What To Expect When You Are Expecting…….To Let Go


Continued from my previous blog:

Hints you need to know to avoid the  (tickets, roommate fall outs, cars getting towed, etc….)

1. If possible scope out the areas she/he will be living. Actually make the drive that they will be driving at the times they will be driving it. (more than once) My daughter moved 17 miles away from her school in the heart of downtown Los Angeles. We were thinking 30 mins max to get to and from. The reality is that at the best, if she hit no real traffic issues, she could make it in an hour and fifteen minutes, ONE way. When you figure it out, you should scope out the areas that are no more than 15 minutes away or less!

2. Once you decide on the neighborhoods you want to look for a place in, make sure that your kidlet will have a parking place! If you have to, budget it into the price! This is a must! A deal breaker, a non-negotionable comodity! Believe me, you will thank me for making this so important. I have stayed over night in my daughter’s studio apartment when she did not have a designated parking spot and she could spend an hour circling her block waiting for a spot that sometimes could be a ten minute walk away. After midnight, you don’t want to be picturing your baby making that walk, believe me! I couldn’t wait until that year’s lease was up!

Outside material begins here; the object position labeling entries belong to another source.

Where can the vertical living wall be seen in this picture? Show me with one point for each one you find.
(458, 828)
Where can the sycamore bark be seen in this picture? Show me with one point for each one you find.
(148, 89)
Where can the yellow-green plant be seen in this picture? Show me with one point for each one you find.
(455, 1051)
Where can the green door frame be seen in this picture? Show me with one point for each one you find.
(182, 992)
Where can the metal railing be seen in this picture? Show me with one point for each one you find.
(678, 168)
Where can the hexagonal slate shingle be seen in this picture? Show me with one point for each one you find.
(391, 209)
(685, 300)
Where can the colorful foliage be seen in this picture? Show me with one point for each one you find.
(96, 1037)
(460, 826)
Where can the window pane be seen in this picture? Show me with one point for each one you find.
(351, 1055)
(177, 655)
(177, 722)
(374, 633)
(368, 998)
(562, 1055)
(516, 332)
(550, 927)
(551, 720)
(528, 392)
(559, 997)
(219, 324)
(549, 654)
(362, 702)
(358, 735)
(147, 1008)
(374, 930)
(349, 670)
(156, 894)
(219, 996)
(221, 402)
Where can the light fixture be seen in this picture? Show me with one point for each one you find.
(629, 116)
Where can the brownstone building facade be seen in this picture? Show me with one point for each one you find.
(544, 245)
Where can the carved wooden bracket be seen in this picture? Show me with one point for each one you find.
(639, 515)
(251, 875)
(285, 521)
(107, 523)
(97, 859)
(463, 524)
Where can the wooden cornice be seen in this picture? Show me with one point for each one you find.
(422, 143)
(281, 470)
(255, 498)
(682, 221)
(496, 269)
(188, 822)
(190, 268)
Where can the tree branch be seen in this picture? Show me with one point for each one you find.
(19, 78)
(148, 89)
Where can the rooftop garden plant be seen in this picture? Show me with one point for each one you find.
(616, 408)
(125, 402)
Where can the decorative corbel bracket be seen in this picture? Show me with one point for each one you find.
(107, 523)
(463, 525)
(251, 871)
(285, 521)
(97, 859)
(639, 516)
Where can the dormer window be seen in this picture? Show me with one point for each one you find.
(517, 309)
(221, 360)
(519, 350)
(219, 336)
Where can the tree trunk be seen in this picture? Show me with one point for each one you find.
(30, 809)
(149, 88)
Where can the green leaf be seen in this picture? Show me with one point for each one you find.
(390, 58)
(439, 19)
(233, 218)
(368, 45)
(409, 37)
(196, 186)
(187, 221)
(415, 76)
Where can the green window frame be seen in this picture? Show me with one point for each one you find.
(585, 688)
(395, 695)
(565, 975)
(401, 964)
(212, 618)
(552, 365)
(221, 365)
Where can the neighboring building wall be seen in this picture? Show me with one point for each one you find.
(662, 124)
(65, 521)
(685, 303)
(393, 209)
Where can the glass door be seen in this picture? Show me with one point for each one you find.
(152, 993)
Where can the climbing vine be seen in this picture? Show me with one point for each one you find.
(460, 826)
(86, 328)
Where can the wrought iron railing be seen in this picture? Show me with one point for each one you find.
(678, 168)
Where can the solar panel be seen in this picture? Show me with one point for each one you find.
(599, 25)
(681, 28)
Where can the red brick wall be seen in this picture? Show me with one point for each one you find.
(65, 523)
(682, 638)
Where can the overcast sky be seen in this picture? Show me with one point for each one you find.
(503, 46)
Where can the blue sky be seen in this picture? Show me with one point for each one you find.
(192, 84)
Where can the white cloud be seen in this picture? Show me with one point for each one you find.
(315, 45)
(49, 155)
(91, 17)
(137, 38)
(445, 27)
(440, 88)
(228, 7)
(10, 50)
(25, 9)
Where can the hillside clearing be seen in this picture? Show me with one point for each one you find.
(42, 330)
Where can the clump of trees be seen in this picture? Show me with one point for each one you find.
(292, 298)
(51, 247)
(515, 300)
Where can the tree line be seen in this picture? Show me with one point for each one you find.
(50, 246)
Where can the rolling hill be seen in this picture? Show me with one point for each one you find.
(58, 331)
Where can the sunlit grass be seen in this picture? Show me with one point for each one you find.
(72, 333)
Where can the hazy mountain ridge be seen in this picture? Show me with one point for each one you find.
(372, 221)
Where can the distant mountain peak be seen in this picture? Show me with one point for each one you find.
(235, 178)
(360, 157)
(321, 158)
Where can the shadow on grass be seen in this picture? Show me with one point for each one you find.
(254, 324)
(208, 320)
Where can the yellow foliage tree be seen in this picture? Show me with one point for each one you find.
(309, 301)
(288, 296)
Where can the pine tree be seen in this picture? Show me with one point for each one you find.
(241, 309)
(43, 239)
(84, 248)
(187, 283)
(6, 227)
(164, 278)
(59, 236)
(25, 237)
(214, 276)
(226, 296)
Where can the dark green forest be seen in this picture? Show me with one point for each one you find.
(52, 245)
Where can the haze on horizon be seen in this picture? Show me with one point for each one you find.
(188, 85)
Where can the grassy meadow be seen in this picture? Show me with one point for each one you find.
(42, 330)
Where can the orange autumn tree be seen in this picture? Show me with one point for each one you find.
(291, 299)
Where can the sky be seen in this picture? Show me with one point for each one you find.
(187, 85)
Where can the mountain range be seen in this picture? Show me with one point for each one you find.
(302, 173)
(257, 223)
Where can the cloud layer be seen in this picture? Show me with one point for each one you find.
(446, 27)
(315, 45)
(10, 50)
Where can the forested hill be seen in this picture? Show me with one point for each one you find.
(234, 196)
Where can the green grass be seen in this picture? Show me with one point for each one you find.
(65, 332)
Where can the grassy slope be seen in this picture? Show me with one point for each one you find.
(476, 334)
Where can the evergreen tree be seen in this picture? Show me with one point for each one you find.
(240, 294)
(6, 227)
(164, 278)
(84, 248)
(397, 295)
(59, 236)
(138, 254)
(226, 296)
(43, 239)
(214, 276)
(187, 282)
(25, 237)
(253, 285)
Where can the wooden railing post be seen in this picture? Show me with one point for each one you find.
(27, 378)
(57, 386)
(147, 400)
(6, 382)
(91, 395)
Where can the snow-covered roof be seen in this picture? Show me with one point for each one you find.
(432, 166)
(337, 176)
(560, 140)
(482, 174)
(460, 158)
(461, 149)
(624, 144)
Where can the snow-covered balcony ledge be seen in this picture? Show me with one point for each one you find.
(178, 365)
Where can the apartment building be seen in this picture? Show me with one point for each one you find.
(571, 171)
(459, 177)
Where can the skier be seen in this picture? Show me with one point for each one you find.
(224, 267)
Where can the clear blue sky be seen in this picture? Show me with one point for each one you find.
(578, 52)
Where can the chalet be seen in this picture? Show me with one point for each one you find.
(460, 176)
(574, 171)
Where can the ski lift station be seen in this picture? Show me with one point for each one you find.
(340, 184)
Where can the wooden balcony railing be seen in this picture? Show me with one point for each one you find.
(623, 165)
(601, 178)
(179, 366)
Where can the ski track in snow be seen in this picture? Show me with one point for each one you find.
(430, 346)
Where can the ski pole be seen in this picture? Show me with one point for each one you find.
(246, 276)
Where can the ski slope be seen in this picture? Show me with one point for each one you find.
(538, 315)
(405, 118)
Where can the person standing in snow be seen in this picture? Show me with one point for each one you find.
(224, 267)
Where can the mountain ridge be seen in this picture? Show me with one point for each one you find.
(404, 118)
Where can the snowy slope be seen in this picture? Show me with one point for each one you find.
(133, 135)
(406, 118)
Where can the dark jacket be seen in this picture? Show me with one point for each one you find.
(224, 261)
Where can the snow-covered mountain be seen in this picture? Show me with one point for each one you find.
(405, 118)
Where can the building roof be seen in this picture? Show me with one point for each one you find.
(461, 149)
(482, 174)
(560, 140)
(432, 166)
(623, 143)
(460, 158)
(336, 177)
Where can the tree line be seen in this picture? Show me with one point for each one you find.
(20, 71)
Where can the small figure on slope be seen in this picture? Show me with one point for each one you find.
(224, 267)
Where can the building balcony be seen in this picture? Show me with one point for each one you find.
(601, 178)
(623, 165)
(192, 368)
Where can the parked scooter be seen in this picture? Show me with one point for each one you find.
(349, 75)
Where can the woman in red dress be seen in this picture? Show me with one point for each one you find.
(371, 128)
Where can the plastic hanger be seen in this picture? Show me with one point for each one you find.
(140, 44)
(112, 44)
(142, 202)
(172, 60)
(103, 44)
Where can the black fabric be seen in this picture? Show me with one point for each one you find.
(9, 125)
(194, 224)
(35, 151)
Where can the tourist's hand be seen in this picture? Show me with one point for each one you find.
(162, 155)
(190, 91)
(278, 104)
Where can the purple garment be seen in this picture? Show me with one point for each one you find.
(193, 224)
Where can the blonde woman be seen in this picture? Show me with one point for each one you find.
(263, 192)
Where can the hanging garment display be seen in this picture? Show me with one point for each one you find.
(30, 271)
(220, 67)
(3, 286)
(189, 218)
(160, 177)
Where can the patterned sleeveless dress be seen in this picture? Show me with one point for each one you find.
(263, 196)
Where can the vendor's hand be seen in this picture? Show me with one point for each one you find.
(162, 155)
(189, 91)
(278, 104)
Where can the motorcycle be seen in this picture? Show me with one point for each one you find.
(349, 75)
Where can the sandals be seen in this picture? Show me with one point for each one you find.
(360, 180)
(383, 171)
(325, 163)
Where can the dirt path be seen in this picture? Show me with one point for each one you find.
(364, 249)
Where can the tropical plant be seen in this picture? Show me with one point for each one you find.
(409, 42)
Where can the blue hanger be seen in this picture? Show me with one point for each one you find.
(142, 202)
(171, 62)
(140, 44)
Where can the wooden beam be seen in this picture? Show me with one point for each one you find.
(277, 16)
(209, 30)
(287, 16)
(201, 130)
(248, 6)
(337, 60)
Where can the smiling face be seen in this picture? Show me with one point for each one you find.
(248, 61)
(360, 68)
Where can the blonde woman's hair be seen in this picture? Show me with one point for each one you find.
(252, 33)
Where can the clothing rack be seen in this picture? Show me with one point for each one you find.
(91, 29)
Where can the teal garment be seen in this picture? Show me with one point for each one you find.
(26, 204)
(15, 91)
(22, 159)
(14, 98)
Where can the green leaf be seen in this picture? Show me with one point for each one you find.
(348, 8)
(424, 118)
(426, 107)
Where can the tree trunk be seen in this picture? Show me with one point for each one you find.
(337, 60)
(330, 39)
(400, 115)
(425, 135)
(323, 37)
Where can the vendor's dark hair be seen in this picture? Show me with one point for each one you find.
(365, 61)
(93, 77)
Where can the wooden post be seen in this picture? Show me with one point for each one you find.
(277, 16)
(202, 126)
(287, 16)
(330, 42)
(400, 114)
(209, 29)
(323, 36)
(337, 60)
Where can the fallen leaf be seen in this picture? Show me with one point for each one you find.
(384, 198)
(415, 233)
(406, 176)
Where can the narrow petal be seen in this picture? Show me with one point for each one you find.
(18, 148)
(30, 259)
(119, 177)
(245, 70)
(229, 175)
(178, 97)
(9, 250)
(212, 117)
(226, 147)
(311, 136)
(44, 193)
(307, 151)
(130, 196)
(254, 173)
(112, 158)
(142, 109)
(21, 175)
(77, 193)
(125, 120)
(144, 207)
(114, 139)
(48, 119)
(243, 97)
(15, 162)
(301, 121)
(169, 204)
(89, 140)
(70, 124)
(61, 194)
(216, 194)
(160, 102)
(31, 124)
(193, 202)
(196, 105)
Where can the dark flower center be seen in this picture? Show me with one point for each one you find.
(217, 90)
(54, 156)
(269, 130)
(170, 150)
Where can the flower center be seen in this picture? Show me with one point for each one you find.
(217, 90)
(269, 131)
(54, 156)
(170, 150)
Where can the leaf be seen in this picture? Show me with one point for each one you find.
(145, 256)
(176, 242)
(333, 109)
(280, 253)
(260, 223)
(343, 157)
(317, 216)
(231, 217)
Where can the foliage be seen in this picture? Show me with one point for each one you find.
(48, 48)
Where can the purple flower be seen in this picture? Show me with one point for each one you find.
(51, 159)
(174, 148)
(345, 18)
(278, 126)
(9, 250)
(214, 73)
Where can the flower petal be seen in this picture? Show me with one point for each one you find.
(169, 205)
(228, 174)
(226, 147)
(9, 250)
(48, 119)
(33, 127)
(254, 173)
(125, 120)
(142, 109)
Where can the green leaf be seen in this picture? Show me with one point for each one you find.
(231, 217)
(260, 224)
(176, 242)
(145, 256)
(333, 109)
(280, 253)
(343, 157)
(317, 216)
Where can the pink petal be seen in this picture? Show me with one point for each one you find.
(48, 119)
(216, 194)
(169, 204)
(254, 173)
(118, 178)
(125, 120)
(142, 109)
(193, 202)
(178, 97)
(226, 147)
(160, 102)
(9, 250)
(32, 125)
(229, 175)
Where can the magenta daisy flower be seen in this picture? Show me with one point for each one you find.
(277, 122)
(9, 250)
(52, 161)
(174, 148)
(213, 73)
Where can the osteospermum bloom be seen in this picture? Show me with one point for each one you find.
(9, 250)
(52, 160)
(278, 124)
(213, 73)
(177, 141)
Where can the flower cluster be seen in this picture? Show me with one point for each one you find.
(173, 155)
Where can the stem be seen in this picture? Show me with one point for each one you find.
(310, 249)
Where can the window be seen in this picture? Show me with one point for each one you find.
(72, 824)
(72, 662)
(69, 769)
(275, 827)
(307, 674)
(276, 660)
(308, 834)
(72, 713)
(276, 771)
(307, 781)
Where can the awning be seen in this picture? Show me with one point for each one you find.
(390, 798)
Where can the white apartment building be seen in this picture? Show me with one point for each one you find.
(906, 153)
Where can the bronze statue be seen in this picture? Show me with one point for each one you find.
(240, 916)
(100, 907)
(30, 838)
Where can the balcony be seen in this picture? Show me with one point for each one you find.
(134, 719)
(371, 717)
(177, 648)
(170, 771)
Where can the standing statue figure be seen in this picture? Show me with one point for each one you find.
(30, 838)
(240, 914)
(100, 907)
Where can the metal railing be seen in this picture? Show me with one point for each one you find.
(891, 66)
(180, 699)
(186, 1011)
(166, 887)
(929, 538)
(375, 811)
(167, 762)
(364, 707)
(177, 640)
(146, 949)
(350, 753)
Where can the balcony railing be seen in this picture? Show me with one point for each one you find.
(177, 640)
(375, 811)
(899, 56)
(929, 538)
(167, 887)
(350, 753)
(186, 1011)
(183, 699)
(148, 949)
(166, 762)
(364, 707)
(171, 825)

3. Which brings me to rule #3 Have it crystal clear that you would like a say in the location before they sign a lease!!! Even though they may have a 4.0 gpa and be smarter than you. They don’t know what NO PARKING means when they see it on a lease. When the Manger is reassuring her that it is “no problem” and they are only looking at this cute little empty apartment they want to make their very own… well, lets just say you might need to look at the neighborhood they will be walking from when they finally find a parking place five blocks away. I know they KNOW more than we do and really don’t want our in-put but as long as you are footing some of the bill, set the boundaries before they snap their suit case shut. make sure that your in-put counts.

4. Keep the keeping in touch rule! My daughter texted me when she stepped inside her apartment every night for the first couple of years. All I asked is that she text me one word. HOME. I was told by my friends that I was lucky, I was told I was too controlling. I didn’t care. I wanted to know my baby was safe. I was blessed because she usually added I love you I’m Home. It made me feel better and later, she told me that it made her feel cared for. I got her a nice phone when she left and she was happy to accomodate me. Today she lives with someone who cares about if she is home safe or not so I feel that I can let go. But unitl that time, don’t feel bad that you care and if you set up the expectations early, you won’t be one of those parents fretting that you haven’t heard from your child for two weeks! But THESE are the kind of conversations you need to talk about before you make that drive with them to help them move out.

5. When you pack their first few tubs, here are some things you need to include; A tool box with a hammer, nails, a measuring tape, screw drivers, wrench, pliers, heavy duty scissors and a glue gun. And a Bible wouldn’t hurt! You can go grocery shopping when you get there. Don’t forget toilet paper, paper towels, contact paper or drawer liners, foil etc.. make a list before you pack of things you think they will need. Keep adding to it through out the days before you leave.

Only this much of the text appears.